I’ve noticed that every 3 to 5 years our industry goes through a fee debate but in the end nothing changes.

This time is different.

I have been reading the feedback and closely following the comments recently posted on Advisor.ca regarding trailer fees. Investing itself has become a commodity, thanks to the rise of ETFs, discount brokerages and the abundance of research available on the Internet. Twenty years ago, online investing didn’t exist, easily accessible fund and investment research were nowhere to be found. You had to pay for research that is now available for free.

I am very surprised advisors don’t realize transparency is coming and faster than they might think. Imagine if you invest your client’s $1 million dollars in a DSC fund and they then receive a confirmation in the mail of the purchase with a breakdown of the commissions paid and trailers for the year. Can you really justify $50,000 commission plus $5,000/year in trails? I believe we stand on the brink of a colossal change to the financial services industry. With fraud, confusion, focus on fees, poor returns and just downright bad advice rampant, fee transparency is inevitable.

I believe in the concept of transparency so much that I converted to IIROC primarily to have access to a full fee-based platform. I have always disclosed my fees — be they DSC or trailer — to clients so that they understood what I was earning. However, nothing makes it clearer than seeing the fee every month.

With the premise that fee transparency is inevitable, what are you doing to provide value to your clients in order to justify your compensation (whether they be DSC, FE, or fee based)?

Here are 5 ideas you may wish to consider:

45% of clients are looking for a retirement lifestyle plan — offer it.

At our office, we charge a fee for the plans we prepare and we focus on both financial goals — such as retirement — but also on life goals — such as travel and dreams. We hold workshops to educate clients and prospects on what we do, so they see us as planners, not simply investment advisors.

67% of clients want a periodic or annual review — make the reviews count.

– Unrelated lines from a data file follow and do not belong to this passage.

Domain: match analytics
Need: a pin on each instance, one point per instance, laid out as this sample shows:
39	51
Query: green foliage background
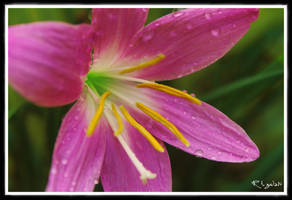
247	84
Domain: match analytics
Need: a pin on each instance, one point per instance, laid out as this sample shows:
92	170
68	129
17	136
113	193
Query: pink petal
211	134
46	60
191	39
118	172
77	159
115	29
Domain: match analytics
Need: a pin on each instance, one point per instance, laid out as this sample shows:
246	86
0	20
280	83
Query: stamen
171	91
141	129
144	65
157	117
119	120
95	119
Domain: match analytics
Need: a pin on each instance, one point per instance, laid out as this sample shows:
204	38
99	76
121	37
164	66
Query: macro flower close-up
122	114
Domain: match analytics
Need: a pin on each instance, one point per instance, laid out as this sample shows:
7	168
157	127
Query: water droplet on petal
54	171
156	24
215	32
207	16
111	16
64	161
148	36
172	34
189	26
199	152
178	14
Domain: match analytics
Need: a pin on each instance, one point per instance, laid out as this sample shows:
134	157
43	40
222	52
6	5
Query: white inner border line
147	6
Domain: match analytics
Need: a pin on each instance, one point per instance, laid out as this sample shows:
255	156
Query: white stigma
145	174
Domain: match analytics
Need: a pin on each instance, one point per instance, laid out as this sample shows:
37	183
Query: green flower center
99	82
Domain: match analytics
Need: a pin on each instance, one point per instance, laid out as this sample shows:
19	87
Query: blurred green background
247	84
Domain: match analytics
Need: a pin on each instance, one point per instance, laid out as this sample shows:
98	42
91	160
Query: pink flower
116	127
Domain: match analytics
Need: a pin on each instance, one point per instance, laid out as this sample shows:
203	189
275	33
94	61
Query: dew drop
64	161
207	16
189	26
199	152
54	171
156	24
178	14
111	16
148	36
215	32
172	34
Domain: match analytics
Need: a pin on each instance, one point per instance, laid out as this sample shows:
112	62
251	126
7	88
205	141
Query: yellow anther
119	120
144	65
95	119
158	117
142	130
169	90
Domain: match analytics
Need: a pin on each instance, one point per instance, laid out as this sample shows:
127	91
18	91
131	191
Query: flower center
125	92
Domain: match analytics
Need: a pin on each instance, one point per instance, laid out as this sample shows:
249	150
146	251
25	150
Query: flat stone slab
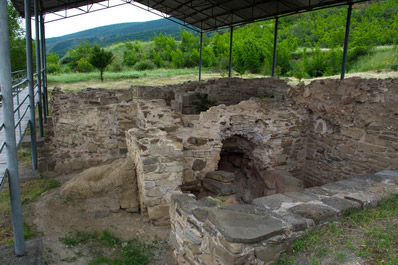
366	199
389	174
318	213
342	205
221	176
273	202
301	196
239	227
248	208
218	187
321	192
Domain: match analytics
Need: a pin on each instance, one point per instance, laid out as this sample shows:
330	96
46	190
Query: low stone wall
172	152
87	128
158	158
204	232
352	127
228	91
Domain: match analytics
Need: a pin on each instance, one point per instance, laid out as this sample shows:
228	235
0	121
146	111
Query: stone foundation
322	134
204	232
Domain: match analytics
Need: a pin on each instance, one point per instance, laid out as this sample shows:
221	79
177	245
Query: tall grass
128	74
378	59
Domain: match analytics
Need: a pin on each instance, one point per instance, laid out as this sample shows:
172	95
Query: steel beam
230	51
29	72
38	64
275	46
200	56
347	35
9	131
44	67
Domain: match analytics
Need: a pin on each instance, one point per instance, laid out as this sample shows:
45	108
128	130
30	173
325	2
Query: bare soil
53	217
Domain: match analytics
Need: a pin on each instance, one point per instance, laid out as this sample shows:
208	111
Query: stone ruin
243	180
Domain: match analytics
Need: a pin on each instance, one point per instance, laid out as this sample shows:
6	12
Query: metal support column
347	35
200	56
29	67
230	52
275	46
38	65
44	67
9	131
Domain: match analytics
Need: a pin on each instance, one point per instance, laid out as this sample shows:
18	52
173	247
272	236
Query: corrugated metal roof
208	15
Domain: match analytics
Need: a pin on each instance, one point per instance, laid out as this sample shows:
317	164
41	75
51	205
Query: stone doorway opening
243	177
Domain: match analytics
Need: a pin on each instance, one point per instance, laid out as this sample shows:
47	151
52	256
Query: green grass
109	249
369	235
380	58
128	74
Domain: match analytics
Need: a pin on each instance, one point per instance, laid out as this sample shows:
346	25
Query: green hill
115	33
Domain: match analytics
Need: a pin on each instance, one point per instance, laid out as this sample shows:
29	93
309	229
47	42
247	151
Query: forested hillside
309	45
111	34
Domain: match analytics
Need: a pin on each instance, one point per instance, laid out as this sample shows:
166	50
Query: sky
114	15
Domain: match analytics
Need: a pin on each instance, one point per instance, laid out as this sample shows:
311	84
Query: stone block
273	202
366	199
227	258
342	205
239	227
219	188
301	196
270	253
198	164
317	213
221	176
158	212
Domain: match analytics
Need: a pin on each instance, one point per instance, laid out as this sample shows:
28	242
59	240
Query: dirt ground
53	217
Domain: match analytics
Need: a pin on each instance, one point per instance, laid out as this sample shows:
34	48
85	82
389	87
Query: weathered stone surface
221	176
273	202
159	214
301	196
198	164
244	228
226	257
316	212
112	186
248	208
270	253
366	199
342	205
219	188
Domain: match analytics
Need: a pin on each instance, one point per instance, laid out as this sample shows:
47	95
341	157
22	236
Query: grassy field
365	237
378	59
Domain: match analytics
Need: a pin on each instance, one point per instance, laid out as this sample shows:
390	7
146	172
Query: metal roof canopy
207	15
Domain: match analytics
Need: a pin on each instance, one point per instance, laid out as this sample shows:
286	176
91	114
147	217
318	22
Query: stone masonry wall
353	127
158	157
204	232
87	128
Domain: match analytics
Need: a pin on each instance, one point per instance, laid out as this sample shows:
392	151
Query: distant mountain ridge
107	35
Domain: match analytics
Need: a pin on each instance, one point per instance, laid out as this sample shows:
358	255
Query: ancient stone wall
353	127
158	157
87	128
228	91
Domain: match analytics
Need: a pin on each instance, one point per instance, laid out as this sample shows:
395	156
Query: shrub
83	66
144	65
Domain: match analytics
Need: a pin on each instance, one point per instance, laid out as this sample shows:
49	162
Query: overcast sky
114	15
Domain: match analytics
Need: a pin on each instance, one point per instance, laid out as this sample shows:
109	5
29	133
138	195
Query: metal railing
21	108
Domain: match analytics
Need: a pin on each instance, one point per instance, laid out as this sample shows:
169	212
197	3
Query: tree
17	40
100	59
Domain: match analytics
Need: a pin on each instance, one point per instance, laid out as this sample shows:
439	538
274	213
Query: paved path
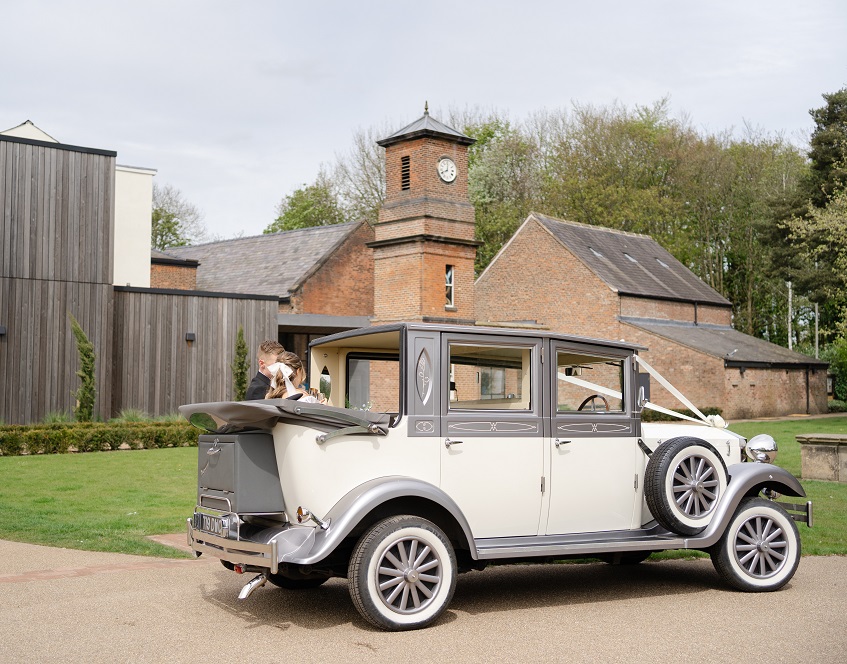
59	605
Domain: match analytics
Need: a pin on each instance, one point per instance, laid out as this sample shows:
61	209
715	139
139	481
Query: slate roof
264	264
630	263
723	341
426	125
163	257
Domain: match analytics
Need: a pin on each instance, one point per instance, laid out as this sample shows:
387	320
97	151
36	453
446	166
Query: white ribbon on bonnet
286	372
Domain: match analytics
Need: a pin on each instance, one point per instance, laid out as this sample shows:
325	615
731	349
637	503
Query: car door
492	452
594	447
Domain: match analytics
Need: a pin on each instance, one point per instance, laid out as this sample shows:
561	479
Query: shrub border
62	438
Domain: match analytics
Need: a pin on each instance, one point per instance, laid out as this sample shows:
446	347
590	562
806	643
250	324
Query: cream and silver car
443	449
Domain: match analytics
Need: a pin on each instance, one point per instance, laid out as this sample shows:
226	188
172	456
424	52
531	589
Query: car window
489	377
588	383
373	382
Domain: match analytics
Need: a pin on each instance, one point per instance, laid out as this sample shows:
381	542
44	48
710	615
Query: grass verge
110	501
100	501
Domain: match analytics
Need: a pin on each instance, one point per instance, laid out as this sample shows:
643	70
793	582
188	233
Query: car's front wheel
760	549
402	573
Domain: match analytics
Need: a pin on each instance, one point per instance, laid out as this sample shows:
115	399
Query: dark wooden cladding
38	353
57	213
156	369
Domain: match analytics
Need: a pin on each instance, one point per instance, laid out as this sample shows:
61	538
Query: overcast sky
237	104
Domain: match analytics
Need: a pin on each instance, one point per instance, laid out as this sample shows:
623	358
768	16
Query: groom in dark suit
269	350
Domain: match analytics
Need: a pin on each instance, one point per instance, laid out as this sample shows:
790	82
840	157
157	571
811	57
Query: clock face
446	169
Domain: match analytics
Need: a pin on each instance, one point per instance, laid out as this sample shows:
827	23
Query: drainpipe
807	390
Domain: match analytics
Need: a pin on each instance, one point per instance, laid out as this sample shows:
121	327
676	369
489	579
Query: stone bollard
823	456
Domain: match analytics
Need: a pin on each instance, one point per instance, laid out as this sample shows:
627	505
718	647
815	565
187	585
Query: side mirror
204	422
642	382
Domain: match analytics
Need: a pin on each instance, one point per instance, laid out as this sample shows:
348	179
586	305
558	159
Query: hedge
61	438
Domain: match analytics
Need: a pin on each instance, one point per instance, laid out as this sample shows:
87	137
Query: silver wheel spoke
775	533
753	552
421	557
390	599
391	583
393	559
403	557
426	591
390	571
428	566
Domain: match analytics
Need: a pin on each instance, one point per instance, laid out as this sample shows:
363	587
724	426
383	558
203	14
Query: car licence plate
213	525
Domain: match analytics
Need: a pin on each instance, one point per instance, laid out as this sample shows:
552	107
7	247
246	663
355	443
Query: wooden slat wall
156	370
57	209
38	354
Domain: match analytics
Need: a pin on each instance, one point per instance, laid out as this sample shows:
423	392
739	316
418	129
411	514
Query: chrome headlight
761	448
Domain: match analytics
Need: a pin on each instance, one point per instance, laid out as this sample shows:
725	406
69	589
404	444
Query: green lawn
109	501
829	498
99	501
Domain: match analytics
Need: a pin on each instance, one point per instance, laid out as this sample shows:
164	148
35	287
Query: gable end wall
536	278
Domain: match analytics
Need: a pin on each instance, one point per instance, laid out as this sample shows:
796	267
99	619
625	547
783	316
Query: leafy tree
828	149
176	222
87	393
359	175
240	366
822	237
312	205
836	355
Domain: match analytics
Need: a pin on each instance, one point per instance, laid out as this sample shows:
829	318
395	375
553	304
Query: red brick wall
427	194
343	285
409	277
175	277
641	307
536	278
699	376
770	392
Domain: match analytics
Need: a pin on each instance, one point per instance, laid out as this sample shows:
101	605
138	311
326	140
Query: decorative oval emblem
423	377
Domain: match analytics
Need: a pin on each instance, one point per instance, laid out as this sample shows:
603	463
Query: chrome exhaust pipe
256	582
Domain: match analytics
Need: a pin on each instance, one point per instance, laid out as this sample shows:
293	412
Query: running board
582	544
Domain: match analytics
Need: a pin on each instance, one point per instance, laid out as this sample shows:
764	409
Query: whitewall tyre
402	573
760	549
683	484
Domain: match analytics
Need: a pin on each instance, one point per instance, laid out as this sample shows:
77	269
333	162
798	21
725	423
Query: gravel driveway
60	605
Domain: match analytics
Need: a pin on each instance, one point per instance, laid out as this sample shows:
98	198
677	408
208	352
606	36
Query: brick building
604	283
416	264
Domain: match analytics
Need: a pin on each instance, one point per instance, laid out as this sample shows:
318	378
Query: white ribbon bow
286	372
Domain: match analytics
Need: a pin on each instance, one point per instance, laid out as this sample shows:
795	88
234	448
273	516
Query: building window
405	173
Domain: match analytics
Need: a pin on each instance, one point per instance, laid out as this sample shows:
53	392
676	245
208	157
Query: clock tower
424	246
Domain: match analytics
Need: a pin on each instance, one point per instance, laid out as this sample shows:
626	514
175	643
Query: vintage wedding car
443	449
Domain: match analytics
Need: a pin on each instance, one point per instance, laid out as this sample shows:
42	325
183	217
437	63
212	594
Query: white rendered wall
133	220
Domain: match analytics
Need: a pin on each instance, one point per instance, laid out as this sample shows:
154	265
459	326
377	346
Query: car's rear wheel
760	549
683	483
402	573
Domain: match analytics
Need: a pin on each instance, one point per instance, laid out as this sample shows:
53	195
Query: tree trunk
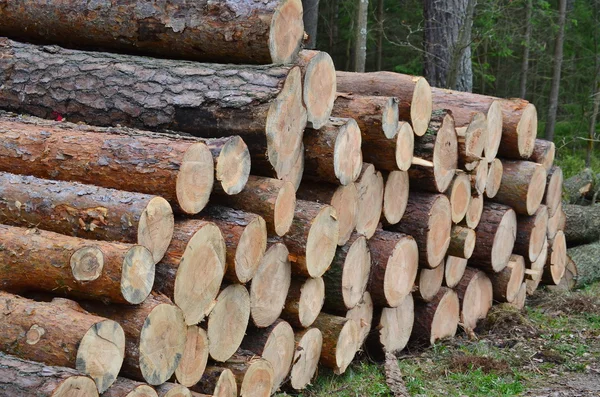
61	333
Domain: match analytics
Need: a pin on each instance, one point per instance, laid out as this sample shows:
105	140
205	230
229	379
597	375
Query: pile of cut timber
225	228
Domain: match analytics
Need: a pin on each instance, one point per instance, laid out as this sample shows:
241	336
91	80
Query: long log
413	93
37	260
28	378
61	333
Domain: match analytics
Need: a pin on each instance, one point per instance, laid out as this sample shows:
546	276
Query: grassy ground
556	340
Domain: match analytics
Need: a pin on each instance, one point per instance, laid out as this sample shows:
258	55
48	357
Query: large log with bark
61	333
37	260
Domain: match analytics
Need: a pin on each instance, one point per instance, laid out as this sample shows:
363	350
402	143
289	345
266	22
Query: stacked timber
228	216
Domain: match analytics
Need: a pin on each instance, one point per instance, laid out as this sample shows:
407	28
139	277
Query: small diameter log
440	147
370	188
454	270
193	268
437	319
395	261
333	153
413	93
395	196
507	283
428	219
531	233
347	278
496	234
245	237
340	341
304	301
35	259
180	171
61	333
28	378
228	321
343	198
270	285
476	296
462	242
272	199
308	344
275	344
86	211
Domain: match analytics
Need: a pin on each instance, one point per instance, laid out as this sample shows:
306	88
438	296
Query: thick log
87	211
395	261
333	153
428	220
61	333
437	319
27	378
37	260
270	285
413	93
193	268
155	333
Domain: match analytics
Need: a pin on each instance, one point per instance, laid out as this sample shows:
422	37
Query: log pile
227	228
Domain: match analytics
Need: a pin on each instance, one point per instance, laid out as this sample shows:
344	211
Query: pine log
193	268
266	109
395	196
413	93
340	341
507	283
439	146
276	345
308	344
333	153
395	259
86	211
245	237
496	234
437	319
155	333
61	333
344	199
27	378
370	188
347	278
37	260
270	285
304	301
428	220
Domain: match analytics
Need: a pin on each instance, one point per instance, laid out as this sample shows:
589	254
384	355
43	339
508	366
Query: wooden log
86	211
193	268
333	153
370	188
395	259
28	378
347	278
308	344
507	283
270	285
437	319
344	199
440	147
340	341
304	301
413	93
496	234
266	111
61	333
37	260
275	344
428	220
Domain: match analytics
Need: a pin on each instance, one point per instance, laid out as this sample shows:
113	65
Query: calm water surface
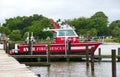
76	69
79	69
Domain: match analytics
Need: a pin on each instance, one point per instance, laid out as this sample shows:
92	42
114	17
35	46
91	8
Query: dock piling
113	63
99	53
48	54
118	54
92	59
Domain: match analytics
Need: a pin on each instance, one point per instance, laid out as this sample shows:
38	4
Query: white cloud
64	9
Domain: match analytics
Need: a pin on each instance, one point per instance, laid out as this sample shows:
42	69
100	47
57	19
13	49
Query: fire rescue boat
65	38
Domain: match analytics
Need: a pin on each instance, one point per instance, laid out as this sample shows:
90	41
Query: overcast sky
55	9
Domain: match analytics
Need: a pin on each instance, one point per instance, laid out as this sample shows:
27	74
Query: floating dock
10	67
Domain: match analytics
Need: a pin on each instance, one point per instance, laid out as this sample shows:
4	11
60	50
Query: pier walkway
10	67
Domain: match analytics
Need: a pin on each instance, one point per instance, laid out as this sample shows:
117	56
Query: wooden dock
10	67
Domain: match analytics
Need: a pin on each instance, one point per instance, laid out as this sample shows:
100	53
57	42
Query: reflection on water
79	69
76	69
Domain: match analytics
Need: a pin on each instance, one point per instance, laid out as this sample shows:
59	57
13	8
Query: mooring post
29	44
87	56
113	63
92	59
48	53
118	54
99	53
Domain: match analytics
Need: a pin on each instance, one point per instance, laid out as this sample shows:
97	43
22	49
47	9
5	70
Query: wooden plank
10	67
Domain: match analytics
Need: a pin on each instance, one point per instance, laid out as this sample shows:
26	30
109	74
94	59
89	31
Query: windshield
66	33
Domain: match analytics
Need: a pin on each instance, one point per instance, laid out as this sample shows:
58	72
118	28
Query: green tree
4	30
99	21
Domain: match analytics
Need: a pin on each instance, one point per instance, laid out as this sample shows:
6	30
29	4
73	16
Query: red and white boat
62	36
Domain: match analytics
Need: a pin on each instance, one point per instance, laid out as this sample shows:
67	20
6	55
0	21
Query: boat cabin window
66	33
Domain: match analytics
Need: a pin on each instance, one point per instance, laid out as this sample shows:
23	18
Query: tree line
97	25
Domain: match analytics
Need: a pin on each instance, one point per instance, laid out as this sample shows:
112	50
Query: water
79	69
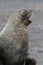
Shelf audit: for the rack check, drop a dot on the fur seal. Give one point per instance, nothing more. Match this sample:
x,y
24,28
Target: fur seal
x,y
14,38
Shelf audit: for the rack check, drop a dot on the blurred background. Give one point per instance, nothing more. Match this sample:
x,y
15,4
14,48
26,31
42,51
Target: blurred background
x,y
7,7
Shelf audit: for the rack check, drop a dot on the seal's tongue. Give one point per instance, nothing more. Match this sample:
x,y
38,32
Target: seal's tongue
x,y
28,18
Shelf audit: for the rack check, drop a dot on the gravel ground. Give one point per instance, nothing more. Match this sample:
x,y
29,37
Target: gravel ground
x,y
35,35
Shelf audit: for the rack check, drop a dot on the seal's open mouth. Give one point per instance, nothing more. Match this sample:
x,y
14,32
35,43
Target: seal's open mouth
x,y
26,17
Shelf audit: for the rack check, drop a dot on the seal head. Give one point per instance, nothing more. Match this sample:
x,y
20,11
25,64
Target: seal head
x,y
25,16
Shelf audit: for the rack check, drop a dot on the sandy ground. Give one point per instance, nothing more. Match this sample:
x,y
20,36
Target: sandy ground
x,y
35,35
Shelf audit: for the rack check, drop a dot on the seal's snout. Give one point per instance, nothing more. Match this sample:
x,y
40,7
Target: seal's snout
x,y
26,16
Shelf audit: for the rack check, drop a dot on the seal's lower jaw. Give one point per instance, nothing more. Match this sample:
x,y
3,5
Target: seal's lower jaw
x,y
27,22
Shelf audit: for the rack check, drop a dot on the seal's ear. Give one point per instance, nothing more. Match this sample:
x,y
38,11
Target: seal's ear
x,y
30,61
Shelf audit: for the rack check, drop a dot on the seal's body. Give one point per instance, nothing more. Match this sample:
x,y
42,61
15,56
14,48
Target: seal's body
x,y
14,38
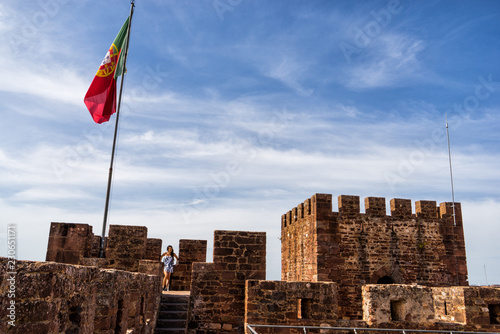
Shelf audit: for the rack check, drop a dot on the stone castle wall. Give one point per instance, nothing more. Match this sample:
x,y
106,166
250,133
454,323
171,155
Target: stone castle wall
x,y
63,298
462,308
126,248
352,248
190,251
290,304
217,302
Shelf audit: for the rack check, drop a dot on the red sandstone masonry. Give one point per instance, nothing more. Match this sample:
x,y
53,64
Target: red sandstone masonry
x,y
290,303
217,302
413,306
69,242
61,298
352,248
190,251
125,247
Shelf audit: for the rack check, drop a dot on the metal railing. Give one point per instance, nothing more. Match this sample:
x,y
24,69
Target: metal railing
x,y
251,328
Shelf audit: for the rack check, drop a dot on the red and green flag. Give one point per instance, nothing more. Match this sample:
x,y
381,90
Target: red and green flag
x,y
101,96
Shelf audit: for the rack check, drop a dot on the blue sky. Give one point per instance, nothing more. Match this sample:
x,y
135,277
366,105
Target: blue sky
x,y
235,111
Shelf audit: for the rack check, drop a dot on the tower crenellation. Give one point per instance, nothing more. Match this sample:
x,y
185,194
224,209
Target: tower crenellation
x,y
353,248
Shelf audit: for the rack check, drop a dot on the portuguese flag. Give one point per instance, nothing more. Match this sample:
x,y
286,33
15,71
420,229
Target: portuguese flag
x,y
101,96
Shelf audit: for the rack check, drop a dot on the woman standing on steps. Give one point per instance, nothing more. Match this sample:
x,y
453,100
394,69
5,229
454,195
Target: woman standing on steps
x,y
168,262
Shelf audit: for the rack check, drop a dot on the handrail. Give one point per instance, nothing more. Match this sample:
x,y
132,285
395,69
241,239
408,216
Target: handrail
x,y
356,329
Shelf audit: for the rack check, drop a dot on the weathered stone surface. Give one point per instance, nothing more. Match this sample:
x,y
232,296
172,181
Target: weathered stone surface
x,y
353,248
190,251
290,303
217,300
61,298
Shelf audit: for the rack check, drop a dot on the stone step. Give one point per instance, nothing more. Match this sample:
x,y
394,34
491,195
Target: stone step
x,y
181,314
170,323
172,316
170,331
174,307
171,298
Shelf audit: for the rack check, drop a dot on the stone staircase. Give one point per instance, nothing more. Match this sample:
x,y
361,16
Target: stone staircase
x,y
172,317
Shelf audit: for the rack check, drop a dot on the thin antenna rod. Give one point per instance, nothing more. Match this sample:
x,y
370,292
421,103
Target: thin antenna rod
x,y
451,173
110,175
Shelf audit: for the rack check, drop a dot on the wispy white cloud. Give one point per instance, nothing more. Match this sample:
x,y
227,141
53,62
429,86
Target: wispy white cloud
x,y
390,60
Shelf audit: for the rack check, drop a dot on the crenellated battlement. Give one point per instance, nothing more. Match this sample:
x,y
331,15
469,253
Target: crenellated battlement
x,y
425,246
319,207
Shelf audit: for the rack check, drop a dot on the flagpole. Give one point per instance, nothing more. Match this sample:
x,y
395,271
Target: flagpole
x,y
451,173
110,175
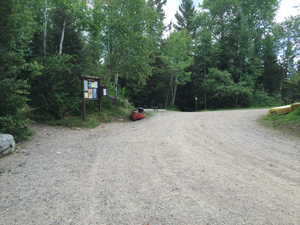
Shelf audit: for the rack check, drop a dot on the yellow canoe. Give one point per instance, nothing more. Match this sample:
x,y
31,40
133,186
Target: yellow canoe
x,y
280,110
295,105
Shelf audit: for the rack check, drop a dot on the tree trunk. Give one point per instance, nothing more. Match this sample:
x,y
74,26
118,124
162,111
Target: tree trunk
x,y
45,28
62,36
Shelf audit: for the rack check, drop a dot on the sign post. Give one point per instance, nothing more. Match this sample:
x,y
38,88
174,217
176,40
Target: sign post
x,y
91,91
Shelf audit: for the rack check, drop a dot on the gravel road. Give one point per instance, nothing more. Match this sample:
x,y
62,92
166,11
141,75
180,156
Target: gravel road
x,y
173,168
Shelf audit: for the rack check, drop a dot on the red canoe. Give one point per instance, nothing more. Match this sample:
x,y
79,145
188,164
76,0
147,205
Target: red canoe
x,y
137,114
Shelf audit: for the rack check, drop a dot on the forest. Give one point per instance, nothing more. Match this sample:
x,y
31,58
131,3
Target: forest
x,y
228,53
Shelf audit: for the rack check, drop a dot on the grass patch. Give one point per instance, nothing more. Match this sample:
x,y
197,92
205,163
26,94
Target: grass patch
x,y
256,107
287,123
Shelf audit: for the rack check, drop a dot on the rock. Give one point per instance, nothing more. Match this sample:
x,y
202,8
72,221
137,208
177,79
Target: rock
x,y
7,144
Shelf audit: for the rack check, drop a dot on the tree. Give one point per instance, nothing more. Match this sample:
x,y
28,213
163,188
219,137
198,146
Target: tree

Turn the annual portfolio review into a comprehensive client review. We schedule semi-annual reviews for clients and go over their entire plan through the use of our Client Dashboard. This allows the client to see how they are progressing towards all of their goals and takes the focus away from simply investing. Ninety percent of the review is spent specifically on areas we have direct control over, such as cashflow, life goals planning, and insurance. The remaining 10% of the review revolves around investments and the markets, which we can’t control. This added value approach allows clients to view us as their personal finance coach who is here to help them stay on top of achieving their goals.

Start offering comprehensive planning — there is no competition in this space.

In Canada, we have over 100,000 financial advisors. That’s an advisor for every 300 Canadians. Boy, that must mean a lot of competition, but you won’t find competition in the planning space. I’ve been in the business for almost 20 years and every time I ask clients to bring in a copy of their existing financial plan, I never see one. This tells me that either no Canadians have a comprehensive financial plan or that the ones who do, aren’t looking to change advisors. If you become part of the less than 10% of advisors who offer financial planning, you will see that there is little or no competition. The plan doesn’t have to be complex. In fact our plans are very simple but still comprehensive.

33% of Canadians want cashflow planning — help them out.

For all of the plans we create, we also do comprehensive monthly cashflow planning. How else would we be able to know if they could afford to execute the recommendations we are proposing? Our typical client is 45 years-old, earns $165,000 and has assets of $350,000 when we meet them. Because we focus on cashflow planning, we are able to help many of them save approximately $3,000 more monthly than what they were currently saving before we met. This is beneficial for the client and helps you increase your monthly PAC business.